Audiobook Review: A Welcome Grave by Michael Koryta

26 01 2011

A Welcome Grave (Lincoln Perry Book 3) by Michael Koryta

Read by Scott Brick

Blackstone Audio

It’s hard to write a truly original mystery novel in this age. With the vast number of mysteries out there, even what you think is a truly original plot has probably been done multiple times. A Welcome Grave, the third novel by Michael Koryta featuring Private Investigator Lincoln Perry, is chock full of oft used mystery plots and subplots. Lincoln Perry is a disgraced former Cleveland police offer, who turns PI. He’s not well likes by the law enforcement community.  He get’s sucked into a crazy situation by an ex-fiancé, leading the cops to suspect him of multiple crimes.  Lincoln must find a way to clear himself before the cops lock him up. Not too original, right.
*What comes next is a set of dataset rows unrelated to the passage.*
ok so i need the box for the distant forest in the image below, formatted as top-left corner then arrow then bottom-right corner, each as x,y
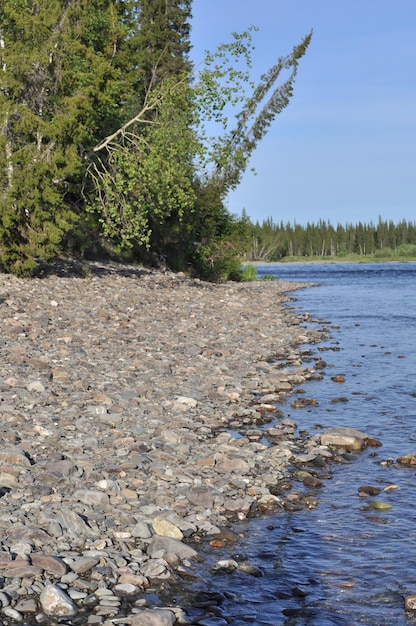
245,217 -> 416,261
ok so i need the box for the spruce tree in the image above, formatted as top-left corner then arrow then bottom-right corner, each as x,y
133,0 -> 192,105
0,0 -> 128,274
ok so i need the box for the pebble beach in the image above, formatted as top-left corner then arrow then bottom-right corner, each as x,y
0,261 -> 330,625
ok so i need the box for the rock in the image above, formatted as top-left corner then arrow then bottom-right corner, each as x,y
39,584 -> 77,617
27,381 -> 45,392
331,375 -> 345,383
302,475 -> 322,488
113,583 -> 140,598
212,559 -> 239,572
152,515 -> 184,540
68,556 -> 100,574
0,447 -> 31,467
130,608 -> 176,626
397,452 -> 416,465
57,509 -> 99,538
368,500 -> 393,511
2,607 -> 24,622
117,573 -> 149,588
358,485 -> 381,496
30,554 -> 68,576
0,473 -> 18,487
2,565 -> 43,578
148,536 -> 198,560
405,594 -> 416,610
13,598 -> 38,613
140,559 -> 171,579
131,521 -> 153,539
237,562 -> 263,576
174,396 -> 198,408
320,427 -> 370,450
186,486 -> 216,508
74,489 -> 110,507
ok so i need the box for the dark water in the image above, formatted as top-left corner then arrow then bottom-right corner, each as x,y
180,263 -> 416,626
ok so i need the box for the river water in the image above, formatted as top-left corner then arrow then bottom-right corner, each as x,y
179,262 -> 416,626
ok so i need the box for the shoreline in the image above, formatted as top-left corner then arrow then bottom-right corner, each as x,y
0,261 -> 331,624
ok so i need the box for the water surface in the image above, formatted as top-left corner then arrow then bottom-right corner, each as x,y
182,262 -> 416,625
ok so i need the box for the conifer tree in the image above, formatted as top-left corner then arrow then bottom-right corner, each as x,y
134,0 -> 192,103
0,0 -> 129,274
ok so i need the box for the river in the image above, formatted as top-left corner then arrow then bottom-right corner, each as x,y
179,262 -> 416,626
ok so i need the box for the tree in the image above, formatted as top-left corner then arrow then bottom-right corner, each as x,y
0,0 -> 312,278
88,24 -> 312,275
133,0 -> 192,105
194,28 -> 312,195
0,0 -> 128,275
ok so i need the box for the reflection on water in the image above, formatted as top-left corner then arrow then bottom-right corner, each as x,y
177,263 -> 416,625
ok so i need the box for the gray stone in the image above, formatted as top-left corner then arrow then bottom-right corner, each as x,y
31,554 -> 68,576
130,608 -> 176,626
0,592 -> 11,607
148,536 -> 198,560
113,583 -> 140,597
2,607 -> 24,621
13,598 -> 38,613
320,427 -> 370,450
152,516 -> 183,540
57,509 -> 99,538
130,521 -> 153,539
2,565 -> 43,578
0,448 -> 31,467
39,584 -> 77,618
140,559 -> 171,579
74,489 -> 110,507
68,556 -> 100,574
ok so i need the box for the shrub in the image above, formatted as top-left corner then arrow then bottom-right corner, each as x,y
241,264 -> 258,281
396,244 -> 416,257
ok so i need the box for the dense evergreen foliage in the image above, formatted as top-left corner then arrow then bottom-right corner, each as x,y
0,1 -> 312,278
246,217 -> 416,261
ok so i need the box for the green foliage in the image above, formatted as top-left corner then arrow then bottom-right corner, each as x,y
194,29 -> 312,194
0,1 -> 311,280
0,0 -> 128,274
396,244 -> 416,257
241,264 -> 258,281
244,217 -> 416,262
131,0 -> 192,104
88,74 -> 199,258
373,246 -> 394,258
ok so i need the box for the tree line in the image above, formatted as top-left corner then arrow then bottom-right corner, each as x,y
245,217 -> 416,261
0,0 -> 311,279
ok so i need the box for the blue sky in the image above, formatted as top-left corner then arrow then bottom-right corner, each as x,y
190,0 -> 416,226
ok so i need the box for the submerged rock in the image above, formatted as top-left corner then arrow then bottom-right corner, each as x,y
368,500 -> 393,511
320,427 -> 374,451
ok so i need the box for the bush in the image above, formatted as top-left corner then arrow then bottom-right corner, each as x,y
373,247 -> 394,258
241,264 -> 257,281
396,244 -> 416,257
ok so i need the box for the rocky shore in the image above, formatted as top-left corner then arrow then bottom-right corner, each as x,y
0,261 -> 337,625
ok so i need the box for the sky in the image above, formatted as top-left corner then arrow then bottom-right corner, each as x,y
190,0 -> 416,226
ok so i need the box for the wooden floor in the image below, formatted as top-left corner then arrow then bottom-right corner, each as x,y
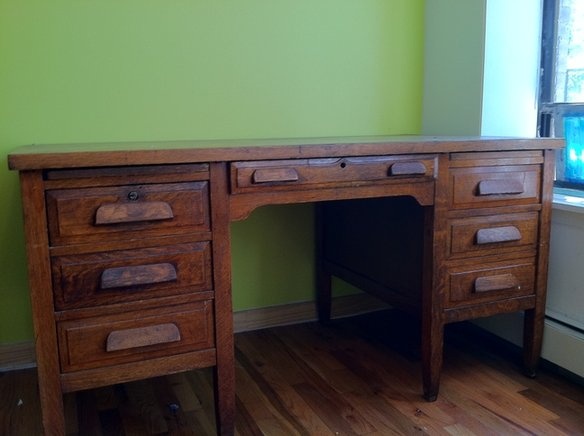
2,310 -> 584,435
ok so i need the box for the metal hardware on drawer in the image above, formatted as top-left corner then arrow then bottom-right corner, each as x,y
100,263 -> 178,289
105,323 -> 181,352
476,226 -> 522,245
95,201 -> 174,225
389,161 -> 427,176
477,179 -> 525,196
127,191 -> 139,201
474,274 -> 520,293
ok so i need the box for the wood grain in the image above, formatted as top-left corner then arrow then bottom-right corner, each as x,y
8,136 -> 563,171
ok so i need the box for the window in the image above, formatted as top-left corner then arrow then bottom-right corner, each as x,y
539,0 -> 584,191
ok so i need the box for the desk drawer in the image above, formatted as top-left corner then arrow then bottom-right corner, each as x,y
57,301 -> 214,372
448,212 -> 538,258
449,165 -> 541,209
52,242 -> 212,310
446,259 -> 535,308
46,182 -> 209,245
231,155 -> 437,193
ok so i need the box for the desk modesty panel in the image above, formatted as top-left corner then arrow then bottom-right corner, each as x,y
8,136 -> 563,436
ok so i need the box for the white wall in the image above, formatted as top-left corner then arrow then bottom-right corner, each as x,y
423,0 -> 542,137
481,0 -> 542,136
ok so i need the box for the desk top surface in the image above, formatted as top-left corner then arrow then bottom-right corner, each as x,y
8,135 -> 564,170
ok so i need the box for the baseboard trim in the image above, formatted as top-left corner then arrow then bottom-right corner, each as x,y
0,293 -> 387,372
0,341 -> 37,372
233,293 -> 388,333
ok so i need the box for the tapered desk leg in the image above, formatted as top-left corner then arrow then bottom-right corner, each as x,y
37,362 -> 66,436
421,314 -> 444,402
214,360 -> 235,436
523,307 -> 544,378
211,163 -> 236,436
421,199 -> 444,402
523,149 -> 554,379
20,171 -> 67,435
315,203 -> 332,324
316,271 -> 332,324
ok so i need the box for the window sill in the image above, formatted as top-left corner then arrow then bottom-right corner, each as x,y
553,188 -> 584,213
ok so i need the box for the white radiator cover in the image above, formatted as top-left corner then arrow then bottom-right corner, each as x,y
546,199 -> 584,332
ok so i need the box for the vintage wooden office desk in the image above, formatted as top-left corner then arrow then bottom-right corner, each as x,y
8,136 -> 562,435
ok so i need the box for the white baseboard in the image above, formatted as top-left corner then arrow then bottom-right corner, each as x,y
0,293 -> 387,372
473,312 -> 584,378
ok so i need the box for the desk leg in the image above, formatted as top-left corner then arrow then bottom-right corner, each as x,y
211,163 -> 236,436
523,150 -> 553,379
316,268 -> 332,323
421,316 -> 443,402
37,354 -> 66,436
522,307 -> 544,378
421,202 -> 444,402
20,171 -> 67,435
315,203 -> 332,323
214,358 -> 235,436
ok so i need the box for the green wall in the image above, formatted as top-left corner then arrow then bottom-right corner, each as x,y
422,0 -> 486,135
0,0 -> 424,343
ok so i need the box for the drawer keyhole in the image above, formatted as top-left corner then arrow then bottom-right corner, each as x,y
127,191 -> 139,201
340,162 -> 347,168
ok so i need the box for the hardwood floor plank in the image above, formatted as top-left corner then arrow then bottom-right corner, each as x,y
235,336 -> 331,434
166,372 -> 201,413
235,356 -> 302,435
340,390 -> 425,435
184,369 -> 217,435
266,331 -> 377,434
151,375 -> 195,434
122,379 -> 168,434
292,382 -> 362,435
0,369 -> 43,436
235,346 -> 310,436
519,387 -> 584,434
234,396 -> 264,436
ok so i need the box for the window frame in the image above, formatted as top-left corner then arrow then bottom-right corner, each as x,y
539,0 -> 584,191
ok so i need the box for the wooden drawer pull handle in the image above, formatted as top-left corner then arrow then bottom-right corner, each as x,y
252,168 -> 299,184
106,323 -> 181,352
476,226 -> 522,245
477,179 -> 524,196
389,161 -> 427,176
100,263 -> 178,289
95,201 -> 174,225
474,274 -> 519,293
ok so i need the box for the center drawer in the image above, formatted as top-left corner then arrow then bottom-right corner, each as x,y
52,242 -> 212,310
231,155 -> 437,193
57,301 -> 214,372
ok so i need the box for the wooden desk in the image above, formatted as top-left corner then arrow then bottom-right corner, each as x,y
8,136 -> 563,435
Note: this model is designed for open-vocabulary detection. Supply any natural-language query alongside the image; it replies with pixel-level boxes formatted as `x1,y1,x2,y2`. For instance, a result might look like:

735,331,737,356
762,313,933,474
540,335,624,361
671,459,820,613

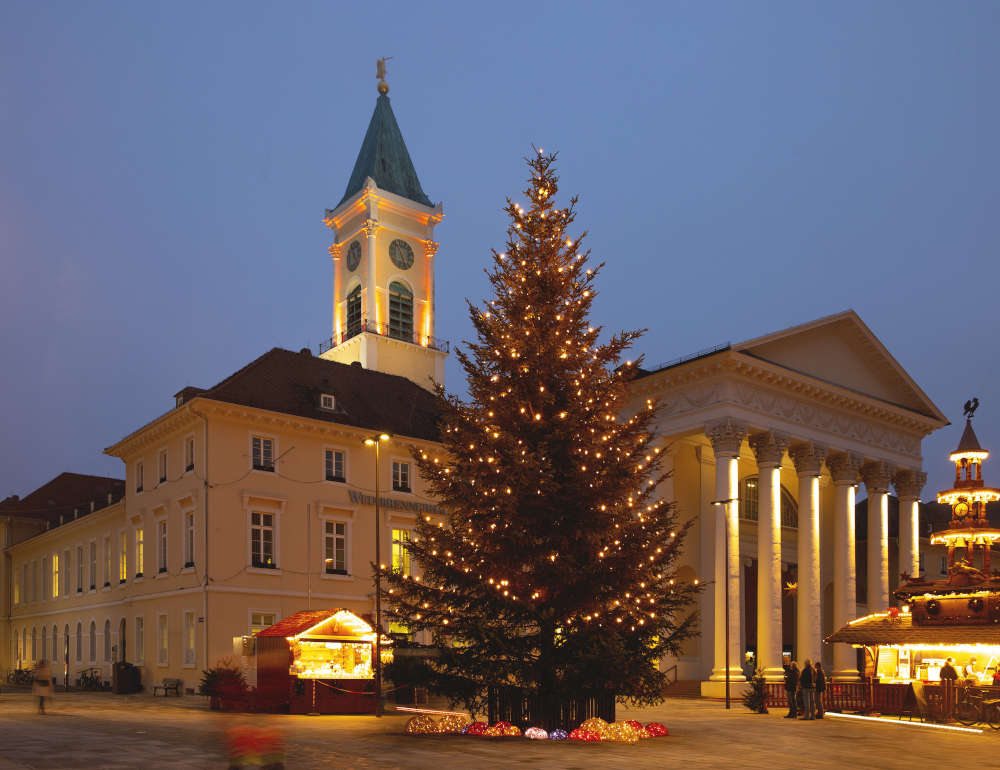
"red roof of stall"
255,609,373,639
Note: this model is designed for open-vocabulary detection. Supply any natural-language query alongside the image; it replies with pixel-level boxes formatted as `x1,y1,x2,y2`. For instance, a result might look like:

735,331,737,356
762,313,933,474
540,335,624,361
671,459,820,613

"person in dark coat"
799,659,816,720
814,662,826,718
784,661,799,718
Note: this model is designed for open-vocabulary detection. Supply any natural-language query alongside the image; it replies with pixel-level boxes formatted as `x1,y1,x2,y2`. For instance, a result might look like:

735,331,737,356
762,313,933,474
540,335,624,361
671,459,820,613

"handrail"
663,664,678,688
648,342,731,374
318,320,450,355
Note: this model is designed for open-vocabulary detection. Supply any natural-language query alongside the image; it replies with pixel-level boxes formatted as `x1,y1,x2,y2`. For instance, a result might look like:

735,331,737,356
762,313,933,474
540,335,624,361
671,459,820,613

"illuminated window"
183,611,196,666
137,523,146,574
392,529,411,577
346,285,362,338
739,476,798,528
184,436,195,472
52,554,59,598
388,281,413,341
252,436,274,472
119,532,128,582
158,519,168,573
325,449,345,482
184,512,195,567
324,521,347,574
250,612,276,634
392,461,411,493
250,512,275,568
136,461,144,493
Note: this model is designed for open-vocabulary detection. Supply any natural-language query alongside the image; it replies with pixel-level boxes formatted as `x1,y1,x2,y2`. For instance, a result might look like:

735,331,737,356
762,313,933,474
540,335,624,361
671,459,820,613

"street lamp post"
364,433,391,717
712,496,739,710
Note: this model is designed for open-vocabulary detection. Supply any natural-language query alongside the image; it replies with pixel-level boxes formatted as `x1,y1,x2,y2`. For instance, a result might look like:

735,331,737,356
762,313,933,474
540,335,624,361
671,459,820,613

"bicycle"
5,668,33,687
78,667,103,691
954,686,1000,729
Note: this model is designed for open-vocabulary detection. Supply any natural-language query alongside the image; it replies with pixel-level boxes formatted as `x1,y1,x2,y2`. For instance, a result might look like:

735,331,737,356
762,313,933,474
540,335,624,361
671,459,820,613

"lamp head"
365,438,376,446
379,433,391,442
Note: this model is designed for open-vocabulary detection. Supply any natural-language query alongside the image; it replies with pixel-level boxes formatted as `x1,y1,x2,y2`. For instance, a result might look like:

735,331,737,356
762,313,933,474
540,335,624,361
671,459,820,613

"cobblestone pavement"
0,690,995,769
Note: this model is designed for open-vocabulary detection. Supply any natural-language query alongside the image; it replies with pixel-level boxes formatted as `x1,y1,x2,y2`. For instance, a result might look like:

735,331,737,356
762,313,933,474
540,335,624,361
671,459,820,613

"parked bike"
954,686,1000,729
78,667,103,691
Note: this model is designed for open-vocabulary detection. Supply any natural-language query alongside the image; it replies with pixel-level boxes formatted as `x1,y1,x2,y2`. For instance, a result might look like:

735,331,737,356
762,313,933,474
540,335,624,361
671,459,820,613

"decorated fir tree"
743,668,769,714
382,151,698,723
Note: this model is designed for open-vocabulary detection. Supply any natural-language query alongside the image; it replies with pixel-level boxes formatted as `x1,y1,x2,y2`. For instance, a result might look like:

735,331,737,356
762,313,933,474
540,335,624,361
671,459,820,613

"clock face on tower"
389,239,414,270
346,241,361,272
955,502,970,519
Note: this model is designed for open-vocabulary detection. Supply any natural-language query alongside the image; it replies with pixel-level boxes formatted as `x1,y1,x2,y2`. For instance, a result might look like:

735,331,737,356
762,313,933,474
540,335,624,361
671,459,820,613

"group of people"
783,659,826,720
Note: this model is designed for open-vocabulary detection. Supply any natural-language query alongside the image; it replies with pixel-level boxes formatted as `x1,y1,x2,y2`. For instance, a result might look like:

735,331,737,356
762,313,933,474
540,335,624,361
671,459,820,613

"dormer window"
320,393,335,411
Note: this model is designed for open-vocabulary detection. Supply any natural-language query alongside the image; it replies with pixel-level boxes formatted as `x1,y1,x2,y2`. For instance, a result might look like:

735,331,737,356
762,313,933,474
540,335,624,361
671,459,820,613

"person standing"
940,657,958,719
32,659,54,715
784,661,799,719
814,661,826,718
800,658,816,720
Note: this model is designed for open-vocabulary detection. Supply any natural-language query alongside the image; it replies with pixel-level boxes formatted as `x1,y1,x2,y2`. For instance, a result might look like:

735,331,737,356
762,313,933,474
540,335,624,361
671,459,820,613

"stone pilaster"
827,452,862,680
893,469,926,581
789,442,826,666
861,460,893,613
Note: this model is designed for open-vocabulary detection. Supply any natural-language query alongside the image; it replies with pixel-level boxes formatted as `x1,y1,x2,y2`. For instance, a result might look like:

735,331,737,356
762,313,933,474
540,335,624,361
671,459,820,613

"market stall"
254,609,392,714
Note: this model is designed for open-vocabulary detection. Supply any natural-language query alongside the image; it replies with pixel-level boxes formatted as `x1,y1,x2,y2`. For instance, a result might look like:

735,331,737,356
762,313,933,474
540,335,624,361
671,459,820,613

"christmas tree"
743,668,769,714
382,151,698,724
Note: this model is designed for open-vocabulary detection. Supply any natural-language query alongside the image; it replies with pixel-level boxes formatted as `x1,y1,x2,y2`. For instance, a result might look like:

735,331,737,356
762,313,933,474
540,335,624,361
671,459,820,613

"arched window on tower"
388,281,413,341
740,475,799,529
346,284,362,340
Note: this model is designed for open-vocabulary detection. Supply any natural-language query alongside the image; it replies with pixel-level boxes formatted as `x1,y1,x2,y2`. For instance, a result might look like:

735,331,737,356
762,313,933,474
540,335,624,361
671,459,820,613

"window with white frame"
135,616,144,664
157,519,168,573
158,449,167,484
89,541,97,589
252,436,274,472
89,621,96,663
119,531,128,582
103,535,112,586
136,461,144,493
62,549,70,596
135,527,144,577
76,622,82,662
52,624,58,660
324,520,347,574
392,529,412,576
104,619,112,662
185,436,195,472
42,556,50,600
320,393,335,410
157,614,168,666
249,612,276,634
250,511,276,568
184,511,195,567
392,460,411,492
51,554,59,598
325,449,345,482
183,611,196,666
76,545,84,593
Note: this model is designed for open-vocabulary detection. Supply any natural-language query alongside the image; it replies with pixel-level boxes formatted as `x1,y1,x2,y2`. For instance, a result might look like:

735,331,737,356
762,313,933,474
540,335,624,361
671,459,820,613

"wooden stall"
254,609,391,715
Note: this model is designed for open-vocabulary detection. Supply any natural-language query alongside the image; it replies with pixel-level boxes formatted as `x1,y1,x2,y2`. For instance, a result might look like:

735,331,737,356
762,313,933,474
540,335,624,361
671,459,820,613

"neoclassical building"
630,313,948,694
1,75,950,699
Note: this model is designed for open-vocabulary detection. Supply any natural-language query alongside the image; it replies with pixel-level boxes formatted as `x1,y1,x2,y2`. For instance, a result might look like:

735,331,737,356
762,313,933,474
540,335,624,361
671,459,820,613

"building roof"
255,608,373,639
185,348,440,442
825,613,1000,646
0,472,125,527
954,419,984,454
338,93,433,208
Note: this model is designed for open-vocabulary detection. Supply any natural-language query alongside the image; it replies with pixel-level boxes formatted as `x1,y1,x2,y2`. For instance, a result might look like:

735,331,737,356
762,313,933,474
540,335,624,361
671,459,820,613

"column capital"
789,441,826,477
826,451,862,485
893,469,927,500
860,460,894,493
329,243,343,260
706,418,747,458
363,218,380,238
748,431,789,468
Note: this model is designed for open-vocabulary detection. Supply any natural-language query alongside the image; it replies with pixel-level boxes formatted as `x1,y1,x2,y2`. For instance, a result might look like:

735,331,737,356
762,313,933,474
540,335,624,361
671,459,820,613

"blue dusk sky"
1,1,998,501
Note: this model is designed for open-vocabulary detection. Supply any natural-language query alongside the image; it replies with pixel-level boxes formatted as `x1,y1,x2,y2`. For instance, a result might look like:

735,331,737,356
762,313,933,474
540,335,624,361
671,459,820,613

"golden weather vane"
376,57,393,94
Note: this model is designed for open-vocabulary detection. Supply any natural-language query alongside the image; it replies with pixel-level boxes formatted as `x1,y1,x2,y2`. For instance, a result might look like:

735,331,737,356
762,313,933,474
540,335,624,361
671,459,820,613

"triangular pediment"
735,310,946,422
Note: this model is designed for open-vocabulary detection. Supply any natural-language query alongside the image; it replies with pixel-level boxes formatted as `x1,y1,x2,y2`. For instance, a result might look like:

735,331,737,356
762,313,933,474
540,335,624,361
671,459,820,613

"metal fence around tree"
486,687,615,732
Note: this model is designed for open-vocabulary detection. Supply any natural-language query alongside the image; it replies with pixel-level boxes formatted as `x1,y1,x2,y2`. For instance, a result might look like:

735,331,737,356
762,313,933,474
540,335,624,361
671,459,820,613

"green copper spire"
339,93,433,208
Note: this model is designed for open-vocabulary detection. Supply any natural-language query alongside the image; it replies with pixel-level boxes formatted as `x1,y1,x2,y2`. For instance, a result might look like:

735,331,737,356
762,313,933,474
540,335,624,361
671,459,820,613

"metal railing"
648,342,731,374
318,320,450,356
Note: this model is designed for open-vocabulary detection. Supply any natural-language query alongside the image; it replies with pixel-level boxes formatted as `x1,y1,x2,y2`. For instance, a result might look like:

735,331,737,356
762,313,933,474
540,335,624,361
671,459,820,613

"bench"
153,678,182,696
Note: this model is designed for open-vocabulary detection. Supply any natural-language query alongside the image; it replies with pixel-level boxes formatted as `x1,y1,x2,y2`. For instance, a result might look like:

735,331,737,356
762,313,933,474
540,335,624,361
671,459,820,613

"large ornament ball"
578,717,610,738
504,724,522,737
483,725,503,737
569,728,601,742
525,727,549,740
465,721,488,736
405,715,439,735
645,722,669,737
624,720,651,739
438,715,472,734
549,729,569,741
604,721,640,744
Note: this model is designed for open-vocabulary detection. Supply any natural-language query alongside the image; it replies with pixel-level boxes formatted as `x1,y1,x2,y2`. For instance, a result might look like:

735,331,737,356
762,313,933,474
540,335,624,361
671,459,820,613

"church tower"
319,65,446,390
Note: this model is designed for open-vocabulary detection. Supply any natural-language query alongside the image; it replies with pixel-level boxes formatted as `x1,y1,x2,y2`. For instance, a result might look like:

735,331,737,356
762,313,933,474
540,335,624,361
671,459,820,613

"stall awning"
255,608,375,640
826,613,1000,646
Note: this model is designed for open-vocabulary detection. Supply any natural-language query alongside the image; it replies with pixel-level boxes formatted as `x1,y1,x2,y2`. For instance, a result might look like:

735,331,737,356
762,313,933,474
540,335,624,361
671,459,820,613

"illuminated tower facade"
319,69,447,391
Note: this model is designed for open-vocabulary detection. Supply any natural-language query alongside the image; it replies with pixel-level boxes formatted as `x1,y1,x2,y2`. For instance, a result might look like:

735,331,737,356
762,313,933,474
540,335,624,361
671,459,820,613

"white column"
828,452,861,680
706,420,746,686
894,470,926,581
364,218,379,331
790,442,825,666
423,240,438,344
749,432,788,682
329,242,343,343
861,461,892,613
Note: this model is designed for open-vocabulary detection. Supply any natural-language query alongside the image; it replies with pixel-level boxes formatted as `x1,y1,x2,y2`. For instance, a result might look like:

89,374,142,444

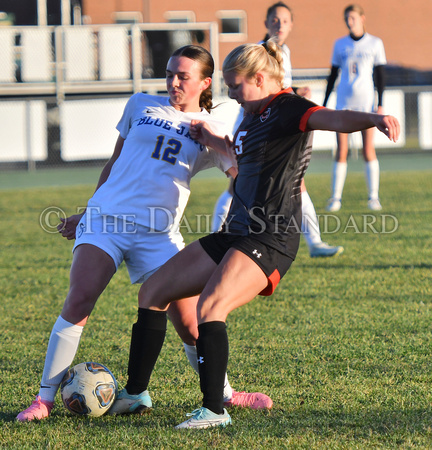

Yet, this is what Koryta excels at. Taking time traveled tropes of the genre, and slicing and dicing them up. With a flick of his wrist, the path that you think you are traveling down gets yanked out from under your feet leaving you disoriented. Koryta offers a terrific mystery here, with twists you expect turning into turns you never see coming. Lincoln Perry is not your typical “broken former cop” although on the surface that is what he seems to be. Yet, dig down deeper and you have more complexity and emotion coming from this character than you original expected.

Scott Brick is a professional narrator, and pretty much hits the right buttons.  There is enough dialogue here for Brick to work with, without becoming either stagnated or overwhelmed. Brick picks out the right rhythm for the character. Sometimes Brick’s cadence can become distracting, but the book has enough change of pace not allow Brick to get too comfortable or complacent.